Incentivised Multi-Target, Multi-Camera Tracking with Untrusted Cameras (Part 1)
(Update: I later realized that the algorithm described in this blog post had exploits. It was necessary to change almost everything in order to make it robust enough to allow complete strangers to cooperate. In satisfying those constraints, the algorithm became something for which it was clear that having a central server/authority was unnecessary. But the article is kept here for reference. It’s just the earliest form of the idea that later became the theorem and algorithm described on the Grassland website)
In November 2015, I was being driven along the Ottawa River Parkway when at the corner of Island Park Drive I wanted to know whether or not I had seen the sedan to our right, license plate number [XXXX XXX] before and when. I have a near photographic memory for certain types of information so the fact I couldn’t exactly place this particular license plate tortured me for several years after the fact.
So I built software to record the activity of my street through a web camera in my living room window and convert the people and cars into animated renderings on a live “SimCity” using a 3D version of Open Street Map. On my “SimCity”, I can then identify, rewind, search and observe the paths of anyone within its field of view. To get more neighbours involved resulting in better accuracy, I designed an algorithm to allow and incentivize untrusted, non-overlapping cameras to join an MTMCT network of arbitrary size which places them, cameras and neighbours, in two distinct forms of Nash Equilibrium.

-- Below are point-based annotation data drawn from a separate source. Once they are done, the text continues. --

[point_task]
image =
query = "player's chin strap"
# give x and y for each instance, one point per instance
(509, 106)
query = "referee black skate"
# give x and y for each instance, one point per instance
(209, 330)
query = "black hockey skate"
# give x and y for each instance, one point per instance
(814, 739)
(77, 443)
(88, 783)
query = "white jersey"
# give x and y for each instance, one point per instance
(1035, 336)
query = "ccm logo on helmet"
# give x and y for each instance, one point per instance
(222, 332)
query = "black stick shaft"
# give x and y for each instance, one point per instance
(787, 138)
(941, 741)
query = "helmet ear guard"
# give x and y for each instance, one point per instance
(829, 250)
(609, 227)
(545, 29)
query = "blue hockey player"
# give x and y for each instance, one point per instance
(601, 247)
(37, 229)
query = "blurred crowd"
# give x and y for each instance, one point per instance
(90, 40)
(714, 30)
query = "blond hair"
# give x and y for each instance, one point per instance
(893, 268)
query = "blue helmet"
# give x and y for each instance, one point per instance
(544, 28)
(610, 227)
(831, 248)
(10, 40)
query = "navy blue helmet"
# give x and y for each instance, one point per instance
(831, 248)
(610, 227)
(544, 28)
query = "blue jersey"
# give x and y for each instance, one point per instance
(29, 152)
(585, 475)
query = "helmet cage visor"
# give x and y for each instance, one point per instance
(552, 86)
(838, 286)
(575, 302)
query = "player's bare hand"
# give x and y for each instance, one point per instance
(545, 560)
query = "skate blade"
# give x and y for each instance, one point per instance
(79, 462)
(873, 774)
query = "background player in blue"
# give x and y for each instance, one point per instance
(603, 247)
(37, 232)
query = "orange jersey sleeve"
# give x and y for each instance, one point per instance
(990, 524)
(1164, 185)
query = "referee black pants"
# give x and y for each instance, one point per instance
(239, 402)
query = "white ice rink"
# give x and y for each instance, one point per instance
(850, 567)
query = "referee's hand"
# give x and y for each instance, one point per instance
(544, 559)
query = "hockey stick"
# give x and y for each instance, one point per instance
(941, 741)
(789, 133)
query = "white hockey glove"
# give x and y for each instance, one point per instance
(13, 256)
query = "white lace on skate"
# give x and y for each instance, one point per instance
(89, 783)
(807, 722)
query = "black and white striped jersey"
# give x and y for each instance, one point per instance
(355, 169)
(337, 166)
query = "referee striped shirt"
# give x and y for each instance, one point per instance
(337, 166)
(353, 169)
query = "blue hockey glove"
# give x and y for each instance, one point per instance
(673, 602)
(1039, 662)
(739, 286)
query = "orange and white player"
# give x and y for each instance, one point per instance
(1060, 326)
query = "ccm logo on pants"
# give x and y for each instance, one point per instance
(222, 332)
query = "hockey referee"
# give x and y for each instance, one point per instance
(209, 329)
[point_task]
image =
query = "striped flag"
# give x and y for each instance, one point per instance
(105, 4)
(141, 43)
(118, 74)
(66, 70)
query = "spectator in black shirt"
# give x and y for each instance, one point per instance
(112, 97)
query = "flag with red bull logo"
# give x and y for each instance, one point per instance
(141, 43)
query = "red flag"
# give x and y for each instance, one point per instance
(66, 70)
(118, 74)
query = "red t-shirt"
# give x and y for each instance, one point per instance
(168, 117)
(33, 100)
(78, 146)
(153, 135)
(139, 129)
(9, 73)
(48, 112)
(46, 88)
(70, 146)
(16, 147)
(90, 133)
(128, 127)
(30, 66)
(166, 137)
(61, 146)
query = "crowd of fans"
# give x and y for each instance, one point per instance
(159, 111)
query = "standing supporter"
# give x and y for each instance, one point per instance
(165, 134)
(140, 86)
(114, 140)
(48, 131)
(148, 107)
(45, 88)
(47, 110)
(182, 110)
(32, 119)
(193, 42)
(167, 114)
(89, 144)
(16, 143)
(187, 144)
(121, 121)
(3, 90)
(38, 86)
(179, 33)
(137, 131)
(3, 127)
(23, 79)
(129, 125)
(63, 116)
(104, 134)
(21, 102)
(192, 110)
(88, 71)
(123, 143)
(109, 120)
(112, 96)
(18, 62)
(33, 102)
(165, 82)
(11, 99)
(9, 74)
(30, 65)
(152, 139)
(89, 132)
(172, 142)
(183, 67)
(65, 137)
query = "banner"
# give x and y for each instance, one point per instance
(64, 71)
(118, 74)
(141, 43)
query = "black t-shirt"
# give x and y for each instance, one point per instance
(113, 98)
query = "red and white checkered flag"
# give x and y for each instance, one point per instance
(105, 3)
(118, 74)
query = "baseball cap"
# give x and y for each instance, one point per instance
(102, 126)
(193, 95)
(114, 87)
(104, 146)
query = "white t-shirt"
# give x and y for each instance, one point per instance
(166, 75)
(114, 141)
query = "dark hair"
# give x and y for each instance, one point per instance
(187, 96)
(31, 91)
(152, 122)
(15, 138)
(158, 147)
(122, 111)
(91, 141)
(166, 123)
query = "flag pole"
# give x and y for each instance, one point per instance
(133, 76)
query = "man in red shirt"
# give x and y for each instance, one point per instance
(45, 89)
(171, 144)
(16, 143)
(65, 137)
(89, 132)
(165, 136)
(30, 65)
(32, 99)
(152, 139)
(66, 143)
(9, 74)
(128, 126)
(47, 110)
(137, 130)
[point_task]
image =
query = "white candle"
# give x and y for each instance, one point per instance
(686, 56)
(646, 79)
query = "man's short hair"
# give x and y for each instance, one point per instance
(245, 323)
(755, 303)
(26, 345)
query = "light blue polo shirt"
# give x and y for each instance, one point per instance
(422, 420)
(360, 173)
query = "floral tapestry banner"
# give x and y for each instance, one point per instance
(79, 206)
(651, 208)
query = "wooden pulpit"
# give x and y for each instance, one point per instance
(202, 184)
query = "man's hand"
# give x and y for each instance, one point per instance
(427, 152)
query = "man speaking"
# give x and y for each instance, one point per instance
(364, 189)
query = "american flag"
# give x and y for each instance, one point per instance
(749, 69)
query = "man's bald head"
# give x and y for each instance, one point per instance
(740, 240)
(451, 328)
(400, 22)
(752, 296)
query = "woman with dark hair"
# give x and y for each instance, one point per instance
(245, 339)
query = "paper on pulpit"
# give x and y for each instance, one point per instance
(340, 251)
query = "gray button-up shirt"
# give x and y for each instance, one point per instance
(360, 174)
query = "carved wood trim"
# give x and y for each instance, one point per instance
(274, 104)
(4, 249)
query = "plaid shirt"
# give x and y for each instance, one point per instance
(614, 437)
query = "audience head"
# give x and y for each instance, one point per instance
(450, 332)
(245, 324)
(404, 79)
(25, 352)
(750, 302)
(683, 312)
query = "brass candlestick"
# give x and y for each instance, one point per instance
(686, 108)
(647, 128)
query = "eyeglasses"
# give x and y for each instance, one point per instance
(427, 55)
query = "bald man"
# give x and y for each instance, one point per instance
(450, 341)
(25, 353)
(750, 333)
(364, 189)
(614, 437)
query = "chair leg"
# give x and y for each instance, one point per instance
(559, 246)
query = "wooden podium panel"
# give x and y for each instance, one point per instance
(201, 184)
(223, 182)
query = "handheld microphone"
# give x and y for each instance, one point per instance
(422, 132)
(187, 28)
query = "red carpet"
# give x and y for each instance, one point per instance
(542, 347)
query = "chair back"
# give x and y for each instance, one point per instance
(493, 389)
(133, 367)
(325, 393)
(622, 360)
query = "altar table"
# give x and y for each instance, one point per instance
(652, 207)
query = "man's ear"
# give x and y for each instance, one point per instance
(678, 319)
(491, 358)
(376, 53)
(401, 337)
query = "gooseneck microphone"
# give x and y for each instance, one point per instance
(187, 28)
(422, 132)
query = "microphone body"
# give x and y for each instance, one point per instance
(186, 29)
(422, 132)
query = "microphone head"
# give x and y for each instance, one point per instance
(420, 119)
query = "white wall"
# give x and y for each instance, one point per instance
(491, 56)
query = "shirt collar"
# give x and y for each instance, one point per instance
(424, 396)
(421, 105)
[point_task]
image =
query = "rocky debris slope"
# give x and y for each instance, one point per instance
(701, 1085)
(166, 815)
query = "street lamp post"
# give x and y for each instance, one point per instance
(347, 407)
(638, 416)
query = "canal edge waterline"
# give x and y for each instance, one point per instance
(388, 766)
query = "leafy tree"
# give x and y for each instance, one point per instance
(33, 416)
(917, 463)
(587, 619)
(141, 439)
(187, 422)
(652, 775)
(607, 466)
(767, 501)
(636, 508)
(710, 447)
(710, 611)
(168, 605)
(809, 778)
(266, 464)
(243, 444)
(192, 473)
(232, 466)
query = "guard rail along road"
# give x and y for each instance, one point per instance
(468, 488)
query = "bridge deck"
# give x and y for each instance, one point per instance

What follows is a reply thread of an email I sent to some of my engineer and mathematician friends, colleagues and to Prof. Carlo Tomasi at Duke University whose team created the benchmark for multi-target, multi-camera tracking.
So far it seems to them that the only strategy for a rational, self-interested node is to cooperate and contribute to the network and that, despite some initial misgivings this might actually be to the social good.
You can read our attempts to reason from the thesis and find “Exploits”. But I believe the “Answers” show the algorithm not only…
- Precludes any imbalance we attempted
- Improves correlation clustering by narrowing the search space to people entering or exiting private family dwellings
- The incentives and network effects result in a perpetual increase of camera coverage and density
— — — — — — — — — — — — — — — — — — — — — — — — — — — — — — —
I wanted to get your feedback on an algorithm I'm working on for a deep learning model I've been playing around with to track the activity of my street through a web camera in my window. The model is inspired by this paper. I’ve thrown the track paths up onto Mapbox so I can have a little “SimCity” with 3D buildings where the people and cars are my neighbours. It's only public data since I'm not looking into people's houses. But I want to get more data.
So I'd like to allow for anyone in my neighborhood to join the network without having to trust their camera or see their video feed since nodes can just download the neural network model weights and run the inference software locally which just uploads the tracking data of identified objects to my server (this scales better than the alternative). So I need to incentivize good behaviour and make bad behaviour so resource intensive as to be unprofitable. I call the algorithm Observation/Prediction With Confidence Ranking.
I've been trying to get other engineers to show me what problems, if any, whether programmatic or social, there may be in this cooperative and probabilistic game. I've included their attempted Exploits and my Answers. So far it seems to them that the only strategy for a rational, self-interested node is to cooperate and contribute to the network and that, despite some initial misgivings this might actually be to the social good.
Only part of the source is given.